Check the appropriate box below if the Form 8-K filing is intended to simultaneously satisfy the filing obligation of the registrant under any of the following provisions:

 

¨ Written communications pursuant to Rule 425 under the Securities Act (17 CFR 230.425)

 

¨ Soliciting material pursuant to Rule 14a-12 under the Exchange Act (17 CFR 240.14a-12)

 

¨ Pre-commencement communications pursuant to Rule 14d-2(b) under the Exchange Act (17 CFR 240.14d-2(b))

 

¨ Pre-commencement communications pursuant to Rule 13e-4(c) under the Exchange Act (17 CFR 240.13e-4(c))

 



INFORMATION TO BE INCLUDED IN THE REPORT

 

Item 1.01 Entry into Material Definitive Agreement.

 

On August 31, 2005, the Company entered into an unsecured revolving credit facility (the “Facility”) with Bank of America, N.A., and the several other lenders named therein.

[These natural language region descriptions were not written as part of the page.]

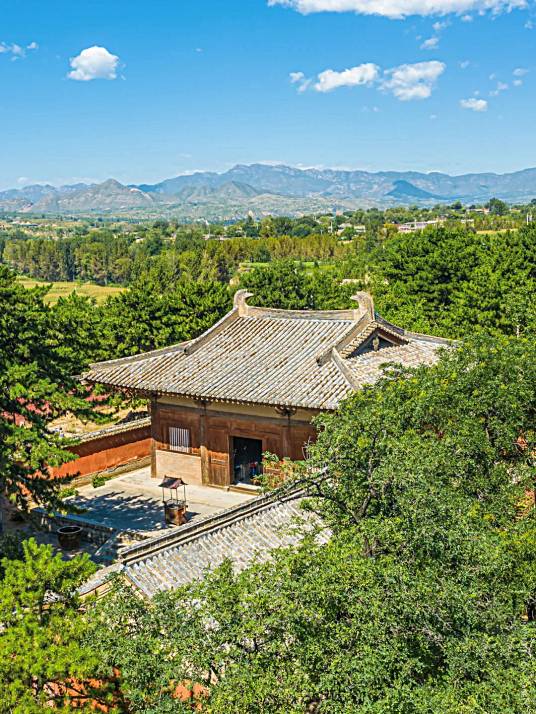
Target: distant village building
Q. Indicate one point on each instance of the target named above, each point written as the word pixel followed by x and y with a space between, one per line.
pixel 253 382
pixel 414 226
pixel 356 229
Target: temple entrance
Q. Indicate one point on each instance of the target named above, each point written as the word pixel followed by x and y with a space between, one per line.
pixel 247 459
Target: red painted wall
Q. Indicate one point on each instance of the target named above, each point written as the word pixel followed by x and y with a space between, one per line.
pixel 106 452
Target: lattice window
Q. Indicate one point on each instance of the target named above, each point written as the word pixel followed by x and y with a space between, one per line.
pixel 179 439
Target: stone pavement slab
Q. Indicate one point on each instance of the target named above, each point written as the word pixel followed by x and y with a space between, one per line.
pixel 133 501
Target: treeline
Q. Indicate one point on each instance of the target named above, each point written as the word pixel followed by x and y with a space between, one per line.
pixel 105 257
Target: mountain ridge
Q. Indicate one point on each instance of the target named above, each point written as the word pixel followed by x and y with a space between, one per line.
pixel 258 189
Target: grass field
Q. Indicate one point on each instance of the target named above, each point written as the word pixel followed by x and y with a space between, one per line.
pixel 62 289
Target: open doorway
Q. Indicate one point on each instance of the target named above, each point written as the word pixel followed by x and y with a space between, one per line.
pixel 247 459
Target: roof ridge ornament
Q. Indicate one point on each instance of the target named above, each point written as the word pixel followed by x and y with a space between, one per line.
pixel 366 304
pixel 240 301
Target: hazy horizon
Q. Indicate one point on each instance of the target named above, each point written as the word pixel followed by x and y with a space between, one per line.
pixel 143 92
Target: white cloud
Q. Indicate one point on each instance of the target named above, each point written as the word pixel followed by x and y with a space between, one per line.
pixel 430 44
pixel 413 81
pixel 362 74
pixel 406 82
pixel 397 9
pixel 93 63
pixel 16 51
pixel 301 80
pixel 476 105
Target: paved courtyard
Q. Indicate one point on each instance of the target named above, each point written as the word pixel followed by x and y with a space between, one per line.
pixel 134 502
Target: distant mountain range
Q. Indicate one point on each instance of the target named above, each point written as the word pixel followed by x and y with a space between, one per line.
pixel 260 189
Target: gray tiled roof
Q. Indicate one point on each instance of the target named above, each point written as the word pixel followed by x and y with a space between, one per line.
pixel 242 534
pixel 279 357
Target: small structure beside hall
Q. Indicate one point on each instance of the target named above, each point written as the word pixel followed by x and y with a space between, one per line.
pixel 253 382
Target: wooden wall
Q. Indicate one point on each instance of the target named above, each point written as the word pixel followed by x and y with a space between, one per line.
pixel 211 432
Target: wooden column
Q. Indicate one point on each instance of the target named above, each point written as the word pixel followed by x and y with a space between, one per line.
pixel 288 412
pixel 203 448
pixel 153 410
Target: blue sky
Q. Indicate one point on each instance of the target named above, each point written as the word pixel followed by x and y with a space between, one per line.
pixel 144 91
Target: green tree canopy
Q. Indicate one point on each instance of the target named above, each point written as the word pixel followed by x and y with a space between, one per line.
pixel 41 629
pixel 37 384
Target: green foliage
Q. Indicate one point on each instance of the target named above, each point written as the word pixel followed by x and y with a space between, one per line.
pixel 67 492
pixel 418 601
pixel 41 647
pixel 149 316
pixel 453 282
pixel 288 285
pixel 36 386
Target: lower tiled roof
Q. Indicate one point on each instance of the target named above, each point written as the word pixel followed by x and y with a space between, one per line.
pixel 243 534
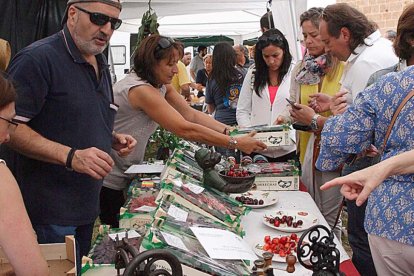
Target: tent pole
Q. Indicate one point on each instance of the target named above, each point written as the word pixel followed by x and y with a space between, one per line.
pixel 292 8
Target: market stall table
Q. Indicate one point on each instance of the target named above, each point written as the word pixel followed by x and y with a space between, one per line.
pixel 256 230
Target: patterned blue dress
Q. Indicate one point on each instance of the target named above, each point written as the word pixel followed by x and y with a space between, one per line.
pixel 390 209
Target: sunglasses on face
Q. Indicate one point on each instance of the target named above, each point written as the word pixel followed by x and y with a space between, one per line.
pixel 164 43
pixel 101 19
pixel 11 123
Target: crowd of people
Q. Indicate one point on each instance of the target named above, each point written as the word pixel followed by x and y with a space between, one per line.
pixel 68 135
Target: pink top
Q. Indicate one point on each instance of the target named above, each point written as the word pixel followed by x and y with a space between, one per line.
pixel 273 92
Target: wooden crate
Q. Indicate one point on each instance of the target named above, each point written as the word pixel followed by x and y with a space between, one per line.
pixel 59 256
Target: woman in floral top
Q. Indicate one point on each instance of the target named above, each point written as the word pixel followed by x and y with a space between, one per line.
pixel 389 218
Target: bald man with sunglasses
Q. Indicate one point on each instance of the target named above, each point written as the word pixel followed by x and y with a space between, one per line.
pixel 59 153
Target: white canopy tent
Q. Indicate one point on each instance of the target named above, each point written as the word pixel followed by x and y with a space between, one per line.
pixel 238 19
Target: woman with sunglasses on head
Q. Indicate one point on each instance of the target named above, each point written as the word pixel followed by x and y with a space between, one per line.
pixel 317 73
pixel 223 89
pixel 146 99
pixel 17 237
pixel 265 89
pixel 203 75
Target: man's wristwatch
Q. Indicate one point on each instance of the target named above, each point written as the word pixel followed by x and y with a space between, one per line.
pixel 314 122
pixel 232 143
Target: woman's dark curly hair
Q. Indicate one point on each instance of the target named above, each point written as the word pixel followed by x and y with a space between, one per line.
pixel 7 92
pixel 341 15
pixel 261 75
pixel 151 51
pixel 224 71
pixel 405 33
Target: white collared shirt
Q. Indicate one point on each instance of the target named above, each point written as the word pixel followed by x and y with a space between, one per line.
pixel 376 54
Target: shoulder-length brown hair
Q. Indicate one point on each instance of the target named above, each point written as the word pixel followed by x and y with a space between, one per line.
pixel 151 51
pixel 7 92
pixel 342 15
pixel 405 33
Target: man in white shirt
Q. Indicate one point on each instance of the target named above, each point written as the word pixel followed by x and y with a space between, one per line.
pixel 351 37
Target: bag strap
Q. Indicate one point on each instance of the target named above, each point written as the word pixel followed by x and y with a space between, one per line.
pixel 394 117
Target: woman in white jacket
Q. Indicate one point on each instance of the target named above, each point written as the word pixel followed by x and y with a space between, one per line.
pixel 265 89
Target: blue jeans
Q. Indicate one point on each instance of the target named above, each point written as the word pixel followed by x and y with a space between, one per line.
pixel 50 233
pixel 358 238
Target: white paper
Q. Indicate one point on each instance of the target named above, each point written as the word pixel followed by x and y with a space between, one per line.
pixel 174 241
pixel 194 188
pixel 177 182
pixel 145 208
pixel 121 235
pixel 222 244
pixel 177 213
pixel 145 168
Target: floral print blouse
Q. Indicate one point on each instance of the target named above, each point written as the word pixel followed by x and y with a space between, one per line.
pixel 390 209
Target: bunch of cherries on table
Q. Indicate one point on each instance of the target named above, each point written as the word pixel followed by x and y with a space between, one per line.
pixel 249 201
pixel 287 220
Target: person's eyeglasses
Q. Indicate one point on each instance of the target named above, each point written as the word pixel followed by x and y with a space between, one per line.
pixel 11 123
pixel 164 43
pixel 271 38
pixel 101 19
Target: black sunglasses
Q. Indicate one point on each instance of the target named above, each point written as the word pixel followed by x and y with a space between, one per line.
pixel 164 43
pixel 11 123
pixel 101 19
pixel 271 38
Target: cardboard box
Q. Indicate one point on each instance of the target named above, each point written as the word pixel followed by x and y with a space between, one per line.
pixel 277 183
pixel 133 220
pixel 59 256
pixel 109 270
pixel 272 136
pixel 277 176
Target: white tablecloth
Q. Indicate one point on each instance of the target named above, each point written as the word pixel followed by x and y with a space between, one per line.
pixel 256 230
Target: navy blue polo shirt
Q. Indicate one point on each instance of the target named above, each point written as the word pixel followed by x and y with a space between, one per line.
pixel 61 98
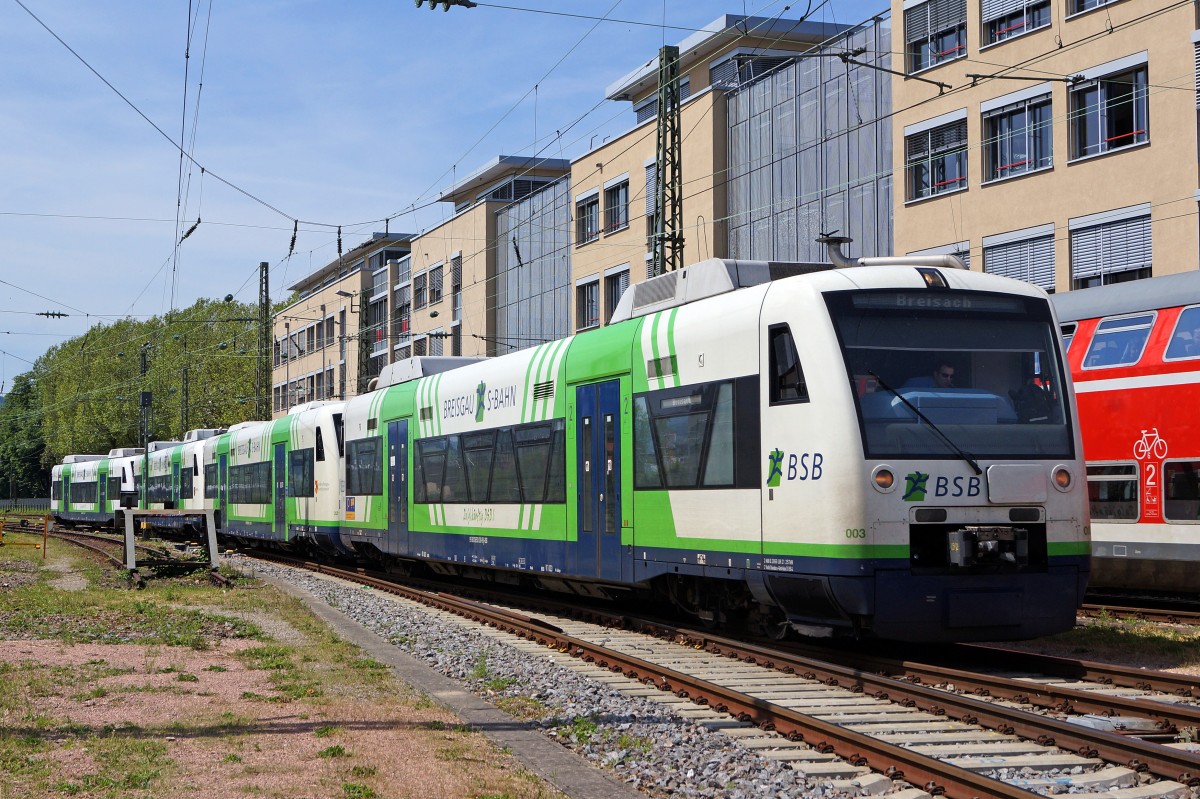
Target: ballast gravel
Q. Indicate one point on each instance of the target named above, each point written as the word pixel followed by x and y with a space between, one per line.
pixel 640 740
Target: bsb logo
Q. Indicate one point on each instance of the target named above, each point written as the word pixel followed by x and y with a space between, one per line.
pixel 916 486
pixel 798 466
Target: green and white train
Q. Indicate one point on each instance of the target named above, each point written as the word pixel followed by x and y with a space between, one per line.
pixel 753 442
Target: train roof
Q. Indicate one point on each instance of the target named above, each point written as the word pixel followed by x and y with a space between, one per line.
pixel 412 368
pixel 1169 290
pixel 83 458
pixel 125 451
pixel 202 433
pixel 705 280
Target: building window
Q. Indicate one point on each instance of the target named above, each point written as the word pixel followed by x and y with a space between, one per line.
pixel 1110 252
pixel 935 31
pixel 587 308
pixel 1030 259
pixel 1008 18
pixel 419 295
pixel 435 284
pixel 1018 138
pixel 1109 113
pixel 587 220
pixel 616 206
pixel 613 288
pixel 403 310
pixel 937 160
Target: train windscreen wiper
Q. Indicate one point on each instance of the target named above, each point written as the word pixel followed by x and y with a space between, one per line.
pixel 946 439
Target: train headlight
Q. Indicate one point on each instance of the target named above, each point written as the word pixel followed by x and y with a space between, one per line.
pixel 1062 478
pixel 883 479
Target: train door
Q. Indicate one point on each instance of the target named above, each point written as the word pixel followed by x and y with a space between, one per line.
pixel 598 467
pixel 281 492
pixel 222 481
pixel 397 487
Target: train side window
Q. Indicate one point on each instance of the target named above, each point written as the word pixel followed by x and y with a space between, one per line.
pixel 1113 491
pixel 1181 481
pixel 1068 334
pixel 786 376
pixel 1119 341
pixel 1186 338
pixel 340 431
pixel 300 473
pixel 364 467
pixel 210 481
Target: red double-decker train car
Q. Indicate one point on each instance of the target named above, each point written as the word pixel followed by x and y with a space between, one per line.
pixel 1134 354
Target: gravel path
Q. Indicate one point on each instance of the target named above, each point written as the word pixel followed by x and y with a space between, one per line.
pixel 639 740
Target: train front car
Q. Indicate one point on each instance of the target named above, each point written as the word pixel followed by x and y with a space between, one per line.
pixel 79 491
pixel 951 505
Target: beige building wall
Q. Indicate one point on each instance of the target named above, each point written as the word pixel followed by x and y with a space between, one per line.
pixel 1161 172
pixel 469 236
pixel 629 158
pixel 316 356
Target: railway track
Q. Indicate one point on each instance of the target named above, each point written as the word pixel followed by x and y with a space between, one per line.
pixel 850 724
pixel 112 548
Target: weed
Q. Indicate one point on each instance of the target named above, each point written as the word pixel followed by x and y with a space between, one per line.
pixel 635 743
pixel 337 750
pixel 582 728
pixel 479 671
pixel 501 683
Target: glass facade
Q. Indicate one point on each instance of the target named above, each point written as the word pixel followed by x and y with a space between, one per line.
pixel 533 269
pixel 810 150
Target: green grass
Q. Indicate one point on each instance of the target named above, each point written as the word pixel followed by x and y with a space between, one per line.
pixel 337 750
pixel 1110 637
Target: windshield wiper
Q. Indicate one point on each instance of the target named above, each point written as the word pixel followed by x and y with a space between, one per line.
pixel 958 450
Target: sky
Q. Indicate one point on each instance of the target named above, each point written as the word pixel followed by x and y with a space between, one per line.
pixel 329 113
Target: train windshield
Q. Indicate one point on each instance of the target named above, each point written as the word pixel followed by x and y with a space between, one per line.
pixel 937 374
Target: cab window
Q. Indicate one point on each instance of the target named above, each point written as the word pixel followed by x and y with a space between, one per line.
pixel 1119 341
pixel 1186 337
pixel 786 376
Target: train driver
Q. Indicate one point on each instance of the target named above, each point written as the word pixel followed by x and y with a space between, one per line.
pixel 943 376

The Facility replaces the Revolving Credit Facility the Company entered into with Bank of America, N.A. and the several other lenders named therein on May 12, 2004. The Facility, which matures on August 31, 2009, provides for total lending commitments of $925 million. In addition, the Facility contains provisions allowing the Company, at its option, to increase the total aggregate commitment under the credit facility up to $1.1 billion, subject to certain conditions, including the availability of additional bank lending commitments.

 

The credit facility contains financial covenants, including the following:

 

    a covenant that, as of June 30, 2005, requires us to maintain not less than $1.136 billion of consolidated tangible net worth (which amount is subject to increase over time based on subsequent earnings and proceeds from equity offerings);

 

    a leverage covenant that prohibits our total leverage ratio from exceeding 2.25 to 1.0;

 

    an unsold land covenant that prohibits our ratio of unsold land to adjusted consolidated tangible net worth from being in excess of 1.60 to 1.0; and

 

    an interest coverage covenant that prohibits our ratio of homebuilding EBITDA to consolidated homebuilding interest incurred for any period consisting of the preceding four consecutive fiscal quarters from being less than 1.75 to 1.0.

 

The facility also limits, among other things, our investments in joint ventures, the amount of dividends we can pay and the amount of our common stock we can repurchase. These covenants, as well as a borrowing base provision, limit the amount we may borrow or keep outstanding under the credit facility and from other sources.

 

Item 1.02 Termination of a Material Definitive Agreement.

 

The information set forth in Item 1.01 above is incorporated by reference into this Item 1.02.

 

Item 2.03 Creation of a Direct Financial Obligation or an Obligation under an Off-Balance Sheet Arrangement of a Registrant.

 

The information set forth in Item 1.01 above is incorporated by reference into this Item 2.03.


SIGNATURES

 

Pursuant to the requirements of the Securities Exchange Act of 1934, as amended, the registrant has duly caused this report to be signed on its behalf by the undersigned hereunto duly authorized.

 

Date: August 31, 2005

 

STANDARD PACIFIC CORP.
By:  

/s/ Andrew H. Parnes

   

Andrew H. Parnes

Executive Vice President—Finance

and Chief Financial Officer


EXHIBIT INDEX

 

EXHIBIT NUMBER

 

DESCRIPTION


10.1   Revolving Credit Agreement, dated as of August 31, 2005, by and among Standard Pacific Corp, Bank of America, N.A., and the several lenders named therein.